The drama of the boot-up sequence continues with the machine's elaborate AlienFX lighting system. These aren't the ordinary LEDs you find on most gaming rigs -- oh no -- this is far more elaborate. The light show is split into eight zones: two vertical strips along the front, one horizontal strip across the lower front edge, two larger strips on each of the side panels, one along the motorised vents on the top, and one for the alien-head logo, which doubles as a button for opening the motorised optical drive shield.
Each of these can be independently assigned one of 20 colours (or told to cycle between a pair of colours) through the Windows-based AlienFX Command Centre software. According to Alienware, this allows for 64 million possible colour combinations, so you can be as gaudy or as tasteful with it as you like.
Our Alienware Area-15 ALX test rig uses the top-end Intel Core i7 975. This monster of a CPU has four cores, each designed to run at 3.33GHz. Users are given the option of a factory overclock to bin+1. In the case of our test rig, this results in each core running at a relatively ludicrous 3.66GHz, though Alienware says it'll reach as high as 3.86GHz.
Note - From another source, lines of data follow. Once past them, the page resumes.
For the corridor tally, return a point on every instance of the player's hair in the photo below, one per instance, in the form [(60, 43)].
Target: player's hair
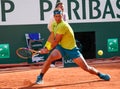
[(58, 4), (57, 11)]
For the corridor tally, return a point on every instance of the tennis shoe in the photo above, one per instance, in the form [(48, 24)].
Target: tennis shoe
[(39, 80), (105, 77)]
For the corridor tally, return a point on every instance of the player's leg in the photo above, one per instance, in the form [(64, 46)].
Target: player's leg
[(55, 55), (80, 61)]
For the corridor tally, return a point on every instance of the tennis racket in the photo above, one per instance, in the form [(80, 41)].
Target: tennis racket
[(26, 53)]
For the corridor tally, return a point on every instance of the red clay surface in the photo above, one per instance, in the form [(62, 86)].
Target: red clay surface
[(61, 78)]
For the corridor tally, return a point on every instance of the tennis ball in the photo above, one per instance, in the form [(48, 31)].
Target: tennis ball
[(100, 52)]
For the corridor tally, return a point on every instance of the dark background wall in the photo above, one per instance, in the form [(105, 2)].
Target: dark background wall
[(14, 35)]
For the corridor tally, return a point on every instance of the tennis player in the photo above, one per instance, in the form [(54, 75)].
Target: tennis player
[(59, 5), (64, 44)]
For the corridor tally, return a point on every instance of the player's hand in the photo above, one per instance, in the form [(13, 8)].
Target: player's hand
[(44, 51)]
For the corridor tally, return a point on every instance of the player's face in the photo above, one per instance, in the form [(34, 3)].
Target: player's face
[(58, 18), (61, 6)]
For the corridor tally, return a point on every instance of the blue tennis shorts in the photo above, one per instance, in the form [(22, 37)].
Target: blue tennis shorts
[(74, 53)]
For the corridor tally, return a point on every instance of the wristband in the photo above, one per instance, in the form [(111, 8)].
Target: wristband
[(48, 45)]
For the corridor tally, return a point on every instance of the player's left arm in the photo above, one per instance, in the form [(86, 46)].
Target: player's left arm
[(56, 41)]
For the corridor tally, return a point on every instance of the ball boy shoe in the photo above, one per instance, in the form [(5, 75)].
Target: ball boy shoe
[(105, 77)]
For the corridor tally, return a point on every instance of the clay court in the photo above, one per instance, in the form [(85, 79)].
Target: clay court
[(62, 78)]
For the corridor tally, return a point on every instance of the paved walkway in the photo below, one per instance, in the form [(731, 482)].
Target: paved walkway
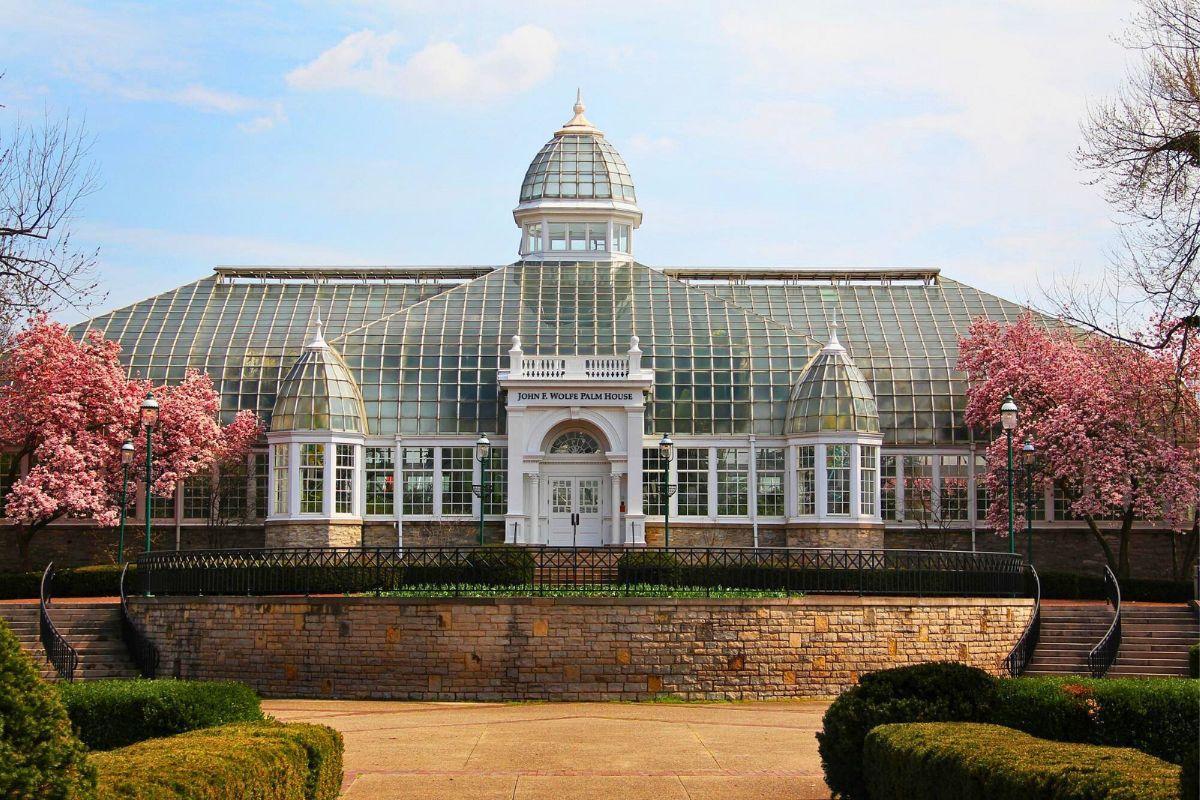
[(568, 751)]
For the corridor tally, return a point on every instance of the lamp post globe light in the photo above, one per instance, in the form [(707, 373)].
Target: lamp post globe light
[(126, 459), (483, 452), (1008, 413), (666, 455), (149, 413), (1029, 456)]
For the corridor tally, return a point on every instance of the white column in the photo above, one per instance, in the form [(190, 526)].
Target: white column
[(855, 482), (615, 536), (791, 481), (534, 510)]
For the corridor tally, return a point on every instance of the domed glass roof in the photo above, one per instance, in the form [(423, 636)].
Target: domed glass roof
[(577, 163), (832, 396), (318, 394)]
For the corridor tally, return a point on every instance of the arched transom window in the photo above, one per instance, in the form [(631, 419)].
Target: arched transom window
[(574, 443)]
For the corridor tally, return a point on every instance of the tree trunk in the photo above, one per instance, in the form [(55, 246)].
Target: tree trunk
[(1104, 545)]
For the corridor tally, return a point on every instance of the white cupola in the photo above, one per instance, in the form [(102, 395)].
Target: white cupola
[(577, 199)]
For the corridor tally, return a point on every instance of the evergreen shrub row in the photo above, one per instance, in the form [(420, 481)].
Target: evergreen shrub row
[(1157, 716), (965, 761), (109, 714)]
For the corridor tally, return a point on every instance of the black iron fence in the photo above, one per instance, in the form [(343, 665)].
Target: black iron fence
[(61, 655), (1018, 661), (141, 649), (1102, 656), (517, 571)]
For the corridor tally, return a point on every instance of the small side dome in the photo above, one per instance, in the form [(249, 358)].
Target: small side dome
[(832, 396), (319, 394)]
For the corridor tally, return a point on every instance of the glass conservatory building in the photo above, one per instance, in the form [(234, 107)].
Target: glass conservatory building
[(805, 407)]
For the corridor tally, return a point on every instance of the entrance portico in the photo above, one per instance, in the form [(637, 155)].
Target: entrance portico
[(575, 447)]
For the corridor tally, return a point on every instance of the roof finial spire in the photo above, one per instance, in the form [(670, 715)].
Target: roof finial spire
[(318, 335), (579, 124), (834, 344)]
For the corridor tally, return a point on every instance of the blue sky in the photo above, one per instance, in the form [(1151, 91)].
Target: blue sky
[(757, 133)]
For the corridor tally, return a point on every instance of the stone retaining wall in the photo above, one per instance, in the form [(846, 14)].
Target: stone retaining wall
[(568, 649)]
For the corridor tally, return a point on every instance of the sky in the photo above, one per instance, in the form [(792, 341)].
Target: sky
[(801, 133)]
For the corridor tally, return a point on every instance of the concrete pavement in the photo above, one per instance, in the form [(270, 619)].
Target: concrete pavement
[(568, 751)]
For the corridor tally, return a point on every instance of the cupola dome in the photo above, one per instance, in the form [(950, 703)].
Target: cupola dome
[(318, 392), (577, 199), (832, 395)]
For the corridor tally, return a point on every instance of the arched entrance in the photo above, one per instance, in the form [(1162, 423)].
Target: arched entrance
[(579, 481)]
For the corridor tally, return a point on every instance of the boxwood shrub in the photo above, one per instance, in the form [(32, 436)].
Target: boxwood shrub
[(111, 714), (250, 761), (963, 761), (40, 757), (1159, 716), (931, 692), (75, 582)]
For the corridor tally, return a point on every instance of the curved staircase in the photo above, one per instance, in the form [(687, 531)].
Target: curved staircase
[(91, 627)]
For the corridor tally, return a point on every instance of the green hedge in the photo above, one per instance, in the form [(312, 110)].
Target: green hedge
[(77, 582), (961, 761), (928, 692), (40, 758), (1159, 716), (247, 761), (111, 714), (1069, 585)]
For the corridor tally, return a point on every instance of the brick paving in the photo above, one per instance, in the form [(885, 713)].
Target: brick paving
[(567, 751)]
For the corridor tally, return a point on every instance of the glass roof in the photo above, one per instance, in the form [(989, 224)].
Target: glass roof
[(425, 355), (832, 396), (245, 334), (577, 166), (319, 395)]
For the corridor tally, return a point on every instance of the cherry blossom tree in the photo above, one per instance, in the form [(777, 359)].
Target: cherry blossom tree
[(66, 407), (1115, 426)]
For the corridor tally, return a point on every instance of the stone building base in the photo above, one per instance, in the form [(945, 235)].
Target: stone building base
[(325, 533), (569, 649), (849, 536)]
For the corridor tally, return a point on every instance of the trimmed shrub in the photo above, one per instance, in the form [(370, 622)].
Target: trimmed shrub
[(77, 582), (933, 692), (40, 758), (250, 761), (1157, 716), (1069, 585), (111, 714), (1189, 776), (987, 762)]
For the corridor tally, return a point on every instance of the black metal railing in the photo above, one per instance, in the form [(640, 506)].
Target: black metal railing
[(517, 571), (61, 655), (142, 650), (1018, 661), (1102, 656)]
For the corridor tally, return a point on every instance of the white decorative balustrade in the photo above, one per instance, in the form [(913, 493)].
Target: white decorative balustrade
[(617, 367)]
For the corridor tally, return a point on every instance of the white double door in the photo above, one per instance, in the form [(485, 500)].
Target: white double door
[(576, 510)]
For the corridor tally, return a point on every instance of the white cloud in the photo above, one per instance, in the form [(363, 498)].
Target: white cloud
[(363, 61), (652, 145), (267, 121)]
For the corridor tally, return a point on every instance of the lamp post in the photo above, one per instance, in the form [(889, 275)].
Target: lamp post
[(483, 452), (1029, 455), (1008, 411), (666, 455), (126, 459), (149, 419)]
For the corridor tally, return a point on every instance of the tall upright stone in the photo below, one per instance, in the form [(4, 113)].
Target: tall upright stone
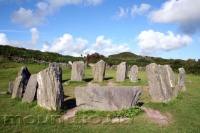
[(181, 79), (99, 71), (10, 87), (18, 87), (20, 82), (53, 64), (78, 71), (25, 74), (31, 89), (121, 73), (50, 93), (134, 74), (161, 82)]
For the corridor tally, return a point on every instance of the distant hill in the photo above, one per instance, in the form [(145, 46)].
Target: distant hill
[(10, 51), (7, 52), (124, 55)]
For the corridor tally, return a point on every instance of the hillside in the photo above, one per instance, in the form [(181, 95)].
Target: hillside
[(8, 52), (122, 55)]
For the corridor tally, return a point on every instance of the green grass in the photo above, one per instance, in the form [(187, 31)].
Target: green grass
[(185, 109)]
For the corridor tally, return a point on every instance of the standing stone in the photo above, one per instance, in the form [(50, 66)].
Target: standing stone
[(31, 89), (121, 74), (85, 64), (77, 71), (18, 87), (99, 71), (107, 98), (53, 64), (25, 74), (50, 93), (134, 74), (181, 79), (10, 87), (161, 82)]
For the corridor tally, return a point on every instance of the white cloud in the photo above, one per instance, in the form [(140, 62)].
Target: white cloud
[(3, 39), (152, 43), (139, 10), (122, 13), (37, 17), (66, 45), (35, 37), (93, 2), (29, 17), (183, 12), (106, 47)]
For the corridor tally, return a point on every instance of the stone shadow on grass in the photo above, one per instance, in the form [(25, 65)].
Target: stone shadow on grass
[(88, 79), (108, 78), (65, 80), (69, 104)]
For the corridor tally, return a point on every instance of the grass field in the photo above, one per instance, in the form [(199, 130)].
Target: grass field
[(29, 118)]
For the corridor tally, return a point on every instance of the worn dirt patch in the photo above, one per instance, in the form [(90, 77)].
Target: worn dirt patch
[(110, 83), (156, 117), (71, 113), (90, 84)]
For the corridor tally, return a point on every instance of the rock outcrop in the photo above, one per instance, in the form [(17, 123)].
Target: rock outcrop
[(134, 74), (50, 93), (10, 87), (161, 82), (107, 98), (18, 87), (31, 89), (25, 74), (78, 71), (99, 71), (20, 82), (121, 73), (181, 79)]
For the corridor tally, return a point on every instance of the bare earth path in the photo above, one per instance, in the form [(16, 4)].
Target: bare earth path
[(156, 117)]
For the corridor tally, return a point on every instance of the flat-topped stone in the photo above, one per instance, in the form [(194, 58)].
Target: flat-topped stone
[(99, 71), (161, 82), (121, 73), (78, 71), (31, 89), (107, 97)]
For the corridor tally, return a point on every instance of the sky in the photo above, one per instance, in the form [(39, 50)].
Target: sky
[(158, 28)]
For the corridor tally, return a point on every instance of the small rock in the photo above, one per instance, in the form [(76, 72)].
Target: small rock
[(3, 92)]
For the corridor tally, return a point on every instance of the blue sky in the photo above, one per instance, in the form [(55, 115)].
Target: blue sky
[(159, 28)]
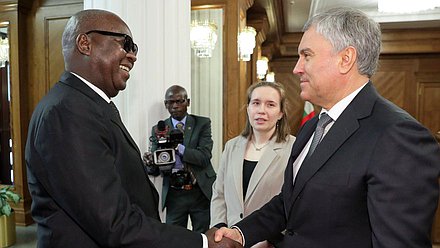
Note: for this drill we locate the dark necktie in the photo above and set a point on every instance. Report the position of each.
(116, 111)
(324, 120)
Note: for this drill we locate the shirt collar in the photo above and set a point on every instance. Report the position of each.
(340, 106)
(94, 88)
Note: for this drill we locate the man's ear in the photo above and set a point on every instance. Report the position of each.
(83, 44)
(348, 59)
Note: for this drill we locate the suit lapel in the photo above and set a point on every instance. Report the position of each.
(189, 126)
(301, 140)
(116, 118)
(237, 167)
(342, 129)
(262, 166)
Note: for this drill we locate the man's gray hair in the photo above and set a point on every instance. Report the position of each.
(345, 27)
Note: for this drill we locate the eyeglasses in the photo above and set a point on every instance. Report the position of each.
(129, 45)
(172, 102)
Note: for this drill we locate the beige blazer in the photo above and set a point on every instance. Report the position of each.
(227, 204)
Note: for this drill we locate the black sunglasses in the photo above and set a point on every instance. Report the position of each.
(172, 102)
(129, 45)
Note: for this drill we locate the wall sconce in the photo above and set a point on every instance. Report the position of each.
(4, 50)
(262, 66)
(203, 37)
(246, 43)
(270, 77)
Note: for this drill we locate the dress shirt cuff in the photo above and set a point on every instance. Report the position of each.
(241, 233)
(205, 241)
(180, 149)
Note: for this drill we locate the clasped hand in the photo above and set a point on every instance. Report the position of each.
(224, 238)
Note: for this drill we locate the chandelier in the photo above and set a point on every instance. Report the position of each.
(203, 38)
(246, 42)
(406, 6)
(270, 77)
(262, 66)
(4, 50)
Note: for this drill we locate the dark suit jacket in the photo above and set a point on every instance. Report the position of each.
(86, 176)
(372, 182)
(198, 146)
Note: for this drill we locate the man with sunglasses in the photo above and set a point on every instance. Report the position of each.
(187, 188)
(85, 172)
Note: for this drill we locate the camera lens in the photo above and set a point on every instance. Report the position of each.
(164, 157)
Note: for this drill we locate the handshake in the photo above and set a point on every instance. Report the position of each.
(224, 238)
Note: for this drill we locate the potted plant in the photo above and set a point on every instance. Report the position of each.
(7, 216)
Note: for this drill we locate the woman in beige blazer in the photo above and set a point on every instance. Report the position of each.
(252, 166)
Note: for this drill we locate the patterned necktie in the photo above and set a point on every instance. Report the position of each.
(324, 120)
(180, 126)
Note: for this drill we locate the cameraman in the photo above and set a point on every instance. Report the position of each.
(187, 187)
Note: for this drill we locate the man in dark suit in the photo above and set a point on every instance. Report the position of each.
(372, 181)
(193, 165)
(85, 172)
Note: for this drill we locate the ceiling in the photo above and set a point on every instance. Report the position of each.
(287, 17)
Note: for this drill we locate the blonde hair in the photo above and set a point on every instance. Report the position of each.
(282, 129)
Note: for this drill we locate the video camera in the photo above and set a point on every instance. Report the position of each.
(163, 159)
(167, 140)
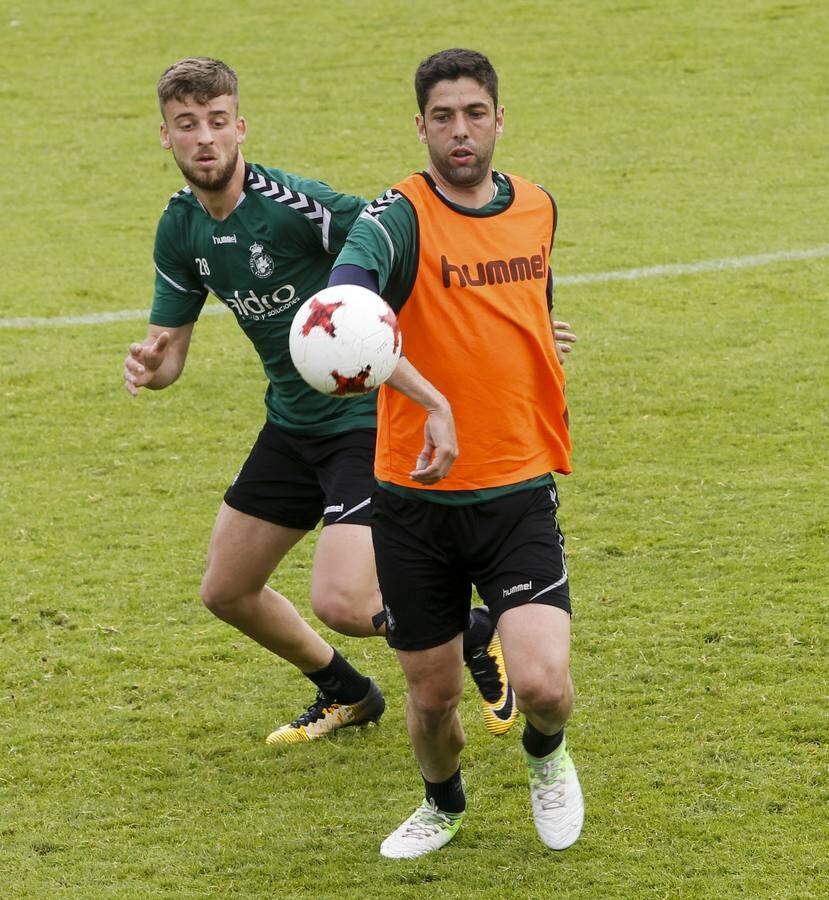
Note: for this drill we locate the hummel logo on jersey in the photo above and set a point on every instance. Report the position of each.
(495, 271)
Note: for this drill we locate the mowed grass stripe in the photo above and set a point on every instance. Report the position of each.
(661, 271)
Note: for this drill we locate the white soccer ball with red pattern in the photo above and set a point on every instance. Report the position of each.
(345, 341)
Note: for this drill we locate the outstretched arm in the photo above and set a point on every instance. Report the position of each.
(159, 360)
(440, 444)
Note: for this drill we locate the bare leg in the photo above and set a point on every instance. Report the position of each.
(434, 679)
(536, 644)
(344, 591)
(243, 553)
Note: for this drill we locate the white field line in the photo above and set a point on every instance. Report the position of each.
(708, 265)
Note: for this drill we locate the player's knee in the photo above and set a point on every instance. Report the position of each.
(217, 597)
(334, 609)
(433, 704)
(545, 695)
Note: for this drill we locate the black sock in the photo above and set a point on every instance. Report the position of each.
(538, 744)
(479, 630)
(448, 796)
(340, 681)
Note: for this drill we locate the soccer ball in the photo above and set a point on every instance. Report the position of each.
(345, 341)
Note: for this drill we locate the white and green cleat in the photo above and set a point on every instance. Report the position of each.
(556, 797)
(324, 716)
(427, 829)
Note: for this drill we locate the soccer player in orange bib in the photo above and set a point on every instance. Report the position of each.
(460, 251)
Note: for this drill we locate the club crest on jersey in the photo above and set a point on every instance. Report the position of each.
(260, 263)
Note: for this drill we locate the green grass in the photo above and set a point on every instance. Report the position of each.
(132, 722)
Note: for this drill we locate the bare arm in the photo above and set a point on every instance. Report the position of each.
(159, 360)
(440, 444)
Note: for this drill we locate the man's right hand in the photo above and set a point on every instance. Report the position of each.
(143, 361)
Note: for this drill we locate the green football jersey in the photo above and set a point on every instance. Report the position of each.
(384, 239)
(272, 253)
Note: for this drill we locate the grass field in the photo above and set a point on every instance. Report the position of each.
(132, 760)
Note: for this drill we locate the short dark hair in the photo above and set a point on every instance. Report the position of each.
(450, 65)
(199, 77)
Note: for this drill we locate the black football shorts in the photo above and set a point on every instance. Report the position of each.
(429, 556)
(296, 481)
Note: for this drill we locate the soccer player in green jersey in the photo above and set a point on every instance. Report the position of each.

We also got the standard 6GB of DDR3 running at 1,600MHz, upgradeable to 12GB of DDR3.
Graphics are handled by not one but two Nvidia GeForce GTX 295 graphics cards, which between them have four graphics-processing units and 3.6GB of DDR3 memory. It's also packing two 1.5TB SATA hard drives (totalling 3TB) and two 256GB solid-state drives, on which the operating system is stored. Dell gives you a choice of either Windows Vista Home Premium or Windows 7 Ultimate.
So, is it fast? In a word, yes. We've yet to run official benchmarks, but it's already scored 5.9 on the Windows Performance Index (the highest we've ever seen) and it treats demanding games such as Tom Clancy's Endwar and the legendary Crysis as if they were Snake for the Nokia 5800. Get this -- while running Street Fighter IV at 2,560x1,600 pixels, with all graphics enhancements switched on, CPU usage was a meagre 14 per cent.
When you're done reading this, click through our photo gallery to check the system out in more detail. In the meantime, we're off to conduct a full test and will be back to let you know exactly how good this monster really is.
The Alienware Area-51 ALX will be available from Alienware's UK site in November, starting at a teeth-sucking £2,899.
Update: A previous version of this story was published with the wrong product name. We apologise for the error.